Most of us knew that Google (News - Alert) Glass wasn't exactly catching on with regular users. There was interest, sure, but there was also plenty of pushback from those concerned about the camera's capabilities and a variety of other points. But enterprise users have taken to Google Glass in a big way. The combined efforts of Google Glass and San Francisco firm CrowdOptic have produced a new use: training the next generation of surgeons.

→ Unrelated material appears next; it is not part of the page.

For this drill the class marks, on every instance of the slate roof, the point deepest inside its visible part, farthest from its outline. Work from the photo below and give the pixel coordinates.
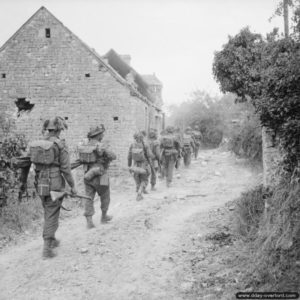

Surgical training has often had one major problem crop up, specifically, striking a balance between giving residents the initiative while also providing supervision. This can be especially difficult in the case of performing surgery in tight spaces, like a mitral valve exposure. That in turn has left physicians wondering if the rise of real time communications tools might be the ticket, as it essentially allows supervising physicians to watch a procedure almost through a resident's eyes. With Google Glass and CrowdOptic in play, a wearable platform for visualizing surgical efforts could be on hand.
Testing called for both resident and trainer to wear Google Glass devices, and video could be streamed from the resident's Glass to the trainer's Glass with a latency under one millisecond. From there, a simulator was constructed where the field of operation was kept hidden from the trainer yet made visible to the resident. Suture placement keys and a standard script could then be used to let the resident place needles accordingly. Error scores were then calculated based on accuracy of placement, and both users completed questionnaires about the experience following its completion.
The results, meanwhile, were telling: while using the wearable device didn't hamper the time to completion rates by much, it did drop errors significantly, which indicates better accuracy with the device in place. Three out of four users called the device “unobtrusive,” as well as“easy to operate” and “useful for communication and instruction.” Every participant involved reportedly considered the device useful in an actual operating room setting.
Some believe that this could kick off a breed of surgeon that's always wearing Google Glass, and with good reason; the ability to record everything that's seen can be a huge help in terms of settling malpractice lawsuits, and the ability to stream what's being seen can make it easier to call in help in complex situations.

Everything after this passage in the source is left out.